A McLaren SUV? Yours will not be the only lip arching north at the thought. But really it shouldn’t. The point so brilliantly pioneered by Leiters and his team at Porsche all those years ago is that SUVs are golden geese: by defying decades of industry wisdom that said you could sell a lot of cars for a small margin or vice-versa but never both, he helped turn Porsche into the most profitable car company of them all.

But how? I still regard one of the most astonishing engineering accomplishments of the modern motor industry the fact that Aston Martin built the DBX on a brand new bespoke platform in a brand new bespoke factory with, so far as I am aware, no quality control horror stories resulting. When this also amounted to sound financial sense is another question entirely. All I can tell you is that when I asked Leiters if he fancied the same approach, I wouldn’t say he laughed in my face, but he made it as clear as can be that would not be a road he’d be going down.

So he’s going to have to spin it off someone else’s platform. The reason Aston Martin didn’t go down this road, which it could easily have done, was that it would have to operate within the design hard points of the donor platform, which it didn’t much fancy. Leiters is clear this is not a luxury McLaren either could or might choose to afford.

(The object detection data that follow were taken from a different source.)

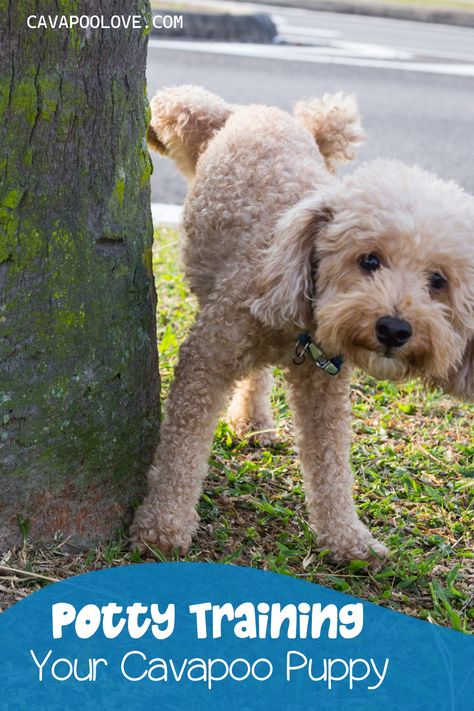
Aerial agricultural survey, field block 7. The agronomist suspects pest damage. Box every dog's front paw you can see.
[317,522,389,568]
[130,504,198,555]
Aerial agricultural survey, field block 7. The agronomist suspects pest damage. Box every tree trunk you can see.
[0,0,159,550]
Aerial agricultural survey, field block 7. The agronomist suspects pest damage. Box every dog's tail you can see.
[148,85,234,178]
[294,93,365,172]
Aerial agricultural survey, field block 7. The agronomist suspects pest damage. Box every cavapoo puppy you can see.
[132,86,474,560]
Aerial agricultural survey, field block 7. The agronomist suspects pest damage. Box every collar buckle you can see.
[293,333,343,375]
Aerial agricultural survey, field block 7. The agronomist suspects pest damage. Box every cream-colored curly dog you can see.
[132,86,474,559]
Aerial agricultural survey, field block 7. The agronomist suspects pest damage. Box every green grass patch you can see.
[0,230,474,632]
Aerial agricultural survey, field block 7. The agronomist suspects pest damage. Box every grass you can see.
[0,230,474,633]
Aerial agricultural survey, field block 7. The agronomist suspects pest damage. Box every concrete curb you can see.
[152,10,277,44]
[231,0,474,27]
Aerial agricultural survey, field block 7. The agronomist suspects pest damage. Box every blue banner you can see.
[0,563,474,711]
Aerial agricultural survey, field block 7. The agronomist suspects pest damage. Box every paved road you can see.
[148,3,474,203]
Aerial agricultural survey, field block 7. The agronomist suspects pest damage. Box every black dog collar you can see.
[293,333,344,375]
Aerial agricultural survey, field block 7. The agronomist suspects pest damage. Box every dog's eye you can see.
[359,254,382,272]
[430,272,448,291]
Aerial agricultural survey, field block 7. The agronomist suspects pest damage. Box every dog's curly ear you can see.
[435,338,474,402]
[250,193,333,329]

But my understanding is that Leiters is looking for far more than a simple joint venture: he wants a long term partnership with a major global automotive player and if that involved joining a stable, as Bentley joined VW’s in 1998, I think he’d regard that as a good move: like Bentley and like Rolls-Royce, he’d be giving up independence to ensure long-term survival.

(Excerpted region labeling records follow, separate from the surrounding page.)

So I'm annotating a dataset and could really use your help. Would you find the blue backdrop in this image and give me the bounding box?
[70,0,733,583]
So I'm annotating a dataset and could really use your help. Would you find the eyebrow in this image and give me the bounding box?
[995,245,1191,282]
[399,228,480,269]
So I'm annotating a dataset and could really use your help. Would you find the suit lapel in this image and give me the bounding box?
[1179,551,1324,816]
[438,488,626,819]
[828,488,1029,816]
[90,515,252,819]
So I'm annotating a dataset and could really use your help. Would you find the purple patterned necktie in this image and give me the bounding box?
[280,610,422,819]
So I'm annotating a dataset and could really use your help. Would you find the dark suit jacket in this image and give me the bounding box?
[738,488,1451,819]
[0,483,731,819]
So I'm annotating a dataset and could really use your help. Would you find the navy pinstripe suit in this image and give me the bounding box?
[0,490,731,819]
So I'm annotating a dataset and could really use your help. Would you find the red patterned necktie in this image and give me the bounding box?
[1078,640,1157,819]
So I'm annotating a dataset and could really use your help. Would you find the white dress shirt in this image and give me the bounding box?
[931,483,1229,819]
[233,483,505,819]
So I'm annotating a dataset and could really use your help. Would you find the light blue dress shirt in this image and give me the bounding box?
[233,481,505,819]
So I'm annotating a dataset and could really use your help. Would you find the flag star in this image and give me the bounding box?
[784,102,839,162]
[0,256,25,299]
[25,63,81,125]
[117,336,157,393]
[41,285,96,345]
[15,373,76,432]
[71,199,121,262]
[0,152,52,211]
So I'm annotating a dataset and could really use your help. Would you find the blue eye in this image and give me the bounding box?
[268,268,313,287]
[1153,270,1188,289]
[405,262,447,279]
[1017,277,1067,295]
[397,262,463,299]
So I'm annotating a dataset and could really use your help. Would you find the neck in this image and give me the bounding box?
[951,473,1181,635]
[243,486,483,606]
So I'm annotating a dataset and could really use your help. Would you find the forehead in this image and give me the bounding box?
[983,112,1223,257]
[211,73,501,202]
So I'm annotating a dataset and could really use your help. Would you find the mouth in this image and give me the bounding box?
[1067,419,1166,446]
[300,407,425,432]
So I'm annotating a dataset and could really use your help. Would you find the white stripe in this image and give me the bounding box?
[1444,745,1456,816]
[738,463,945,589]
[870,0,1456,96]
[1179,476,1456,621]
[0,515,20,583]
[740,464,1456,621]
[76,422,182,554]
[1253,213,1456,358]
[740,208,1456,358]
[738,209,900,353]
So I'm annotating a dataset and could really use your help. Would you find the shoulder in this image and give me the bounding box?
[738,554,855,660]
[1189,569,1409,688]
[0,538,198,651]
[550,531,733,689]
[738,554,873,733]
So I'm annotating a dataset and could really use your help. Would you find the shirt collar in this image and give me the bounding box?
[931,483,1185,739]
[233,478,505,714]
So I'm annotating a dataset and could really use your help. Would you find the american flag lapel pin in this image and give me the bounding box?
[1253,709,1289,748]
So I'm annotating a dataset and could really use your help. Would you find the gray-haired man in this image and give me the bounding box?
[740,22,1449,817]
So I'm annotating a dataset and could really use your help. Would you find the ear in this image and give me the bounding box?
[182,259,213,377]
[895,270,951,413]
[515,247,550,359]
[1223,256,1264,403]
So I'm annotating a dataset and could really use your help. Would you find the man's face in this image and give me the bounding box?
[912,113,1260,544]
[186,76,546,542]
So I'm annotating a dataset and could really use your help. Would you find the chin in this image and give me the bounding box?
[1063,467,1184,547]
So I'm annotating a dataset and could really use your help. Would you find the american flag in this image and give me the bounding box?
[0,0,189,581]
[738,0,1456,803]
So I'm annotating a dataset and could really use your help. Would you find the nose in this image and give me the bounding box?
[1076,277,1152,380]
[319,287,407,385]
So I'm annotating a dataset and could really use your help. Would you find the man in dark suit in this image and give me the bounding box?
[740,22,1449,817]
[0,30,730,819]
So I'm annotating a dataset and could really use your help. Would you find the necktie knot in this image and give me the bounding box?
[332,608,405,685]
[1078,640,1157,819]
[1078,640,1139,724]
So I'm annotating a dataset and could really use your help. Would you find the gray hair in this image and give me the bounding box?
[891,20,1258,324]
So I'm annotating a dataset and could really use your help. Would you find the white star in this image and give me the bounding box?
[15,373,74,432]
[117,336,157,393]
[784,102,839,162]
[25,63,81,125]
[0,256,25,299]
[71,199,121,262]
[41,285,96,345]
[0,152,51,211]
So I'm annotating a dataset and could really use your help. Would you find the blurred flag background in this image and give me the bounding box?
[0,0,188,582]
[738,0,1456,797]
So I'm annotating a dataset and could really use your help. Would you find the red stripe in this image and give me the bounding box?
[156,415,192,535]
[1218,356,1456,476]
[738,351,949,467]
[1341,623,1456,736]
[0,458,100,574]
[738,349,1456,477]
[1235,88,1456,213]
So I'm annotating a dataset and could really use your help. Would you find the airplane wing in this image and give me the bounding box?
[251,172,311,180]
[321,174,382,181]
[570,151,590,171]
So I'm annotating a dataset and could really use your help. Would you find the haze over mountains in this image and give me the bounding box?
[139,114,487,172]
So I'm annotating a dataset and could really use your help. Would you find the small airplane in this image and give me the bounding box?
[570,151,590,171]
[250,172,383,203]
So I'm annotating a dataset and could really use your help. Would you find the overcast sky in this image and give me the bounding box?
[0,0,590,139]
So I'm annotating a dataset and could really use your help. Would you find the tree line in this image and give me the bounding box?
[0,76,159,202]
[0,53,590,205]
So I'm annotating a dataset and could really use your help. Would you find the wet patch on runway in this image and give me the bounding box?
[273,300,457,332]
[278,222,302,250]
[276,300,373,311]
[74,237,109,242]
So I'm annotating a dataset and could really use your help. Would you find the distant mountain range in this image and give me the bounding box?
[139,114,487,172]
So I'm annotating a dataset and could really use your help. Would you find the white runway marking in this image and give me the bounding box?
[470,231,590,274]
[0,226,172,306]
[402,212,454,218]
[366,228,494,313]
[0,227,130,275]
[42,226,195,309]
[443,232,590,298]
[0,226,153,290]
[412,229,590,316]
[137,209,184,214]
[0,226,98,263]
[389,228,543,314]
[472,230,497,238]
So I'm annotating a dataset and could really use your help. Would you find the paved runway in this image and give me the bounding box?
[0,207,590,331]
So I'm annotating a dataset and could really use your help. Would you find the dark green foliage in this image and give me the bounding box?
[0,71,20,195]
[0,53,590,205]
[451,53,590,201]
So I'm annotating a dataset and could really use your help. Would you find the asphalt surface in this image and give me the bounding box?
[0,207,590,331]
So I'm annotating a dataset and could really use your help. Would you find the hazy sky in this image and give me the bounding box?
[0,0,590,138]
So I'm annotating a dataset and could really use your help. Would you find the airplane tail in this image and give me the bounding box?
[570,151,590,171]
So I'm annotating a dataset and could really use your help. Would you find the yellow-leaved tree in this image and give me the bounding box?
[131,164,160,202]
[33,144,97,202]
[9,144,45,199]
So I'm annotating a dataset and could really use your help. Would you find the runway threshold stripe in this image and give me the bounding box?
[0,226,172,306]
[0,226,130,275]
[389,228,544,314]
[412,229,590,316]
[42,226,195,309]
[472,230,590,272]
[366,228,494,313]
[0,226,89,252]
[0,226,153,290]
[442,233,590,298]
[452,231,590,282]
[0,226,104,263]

Which manufacturer might that be? Well the VW group is already far from short of luxury brands, Mercedes has a technical and financial commitment to Aston Martin which is also still being eyed by Volvo and Lotus owner Geely. My money, then, would be on BMW. There’s historical precedent thanks to the wondrous 6.1-litre V12 engine BMW made for the McLaren F1, but more persuasively, it would sit beautifully within the portfolio, complementing rather than conflicting with its extant BMW, Mini and Rolls-Royce brands. Under such patronage, there is little indeed McLaren could not achieve. Let’s hope it happens.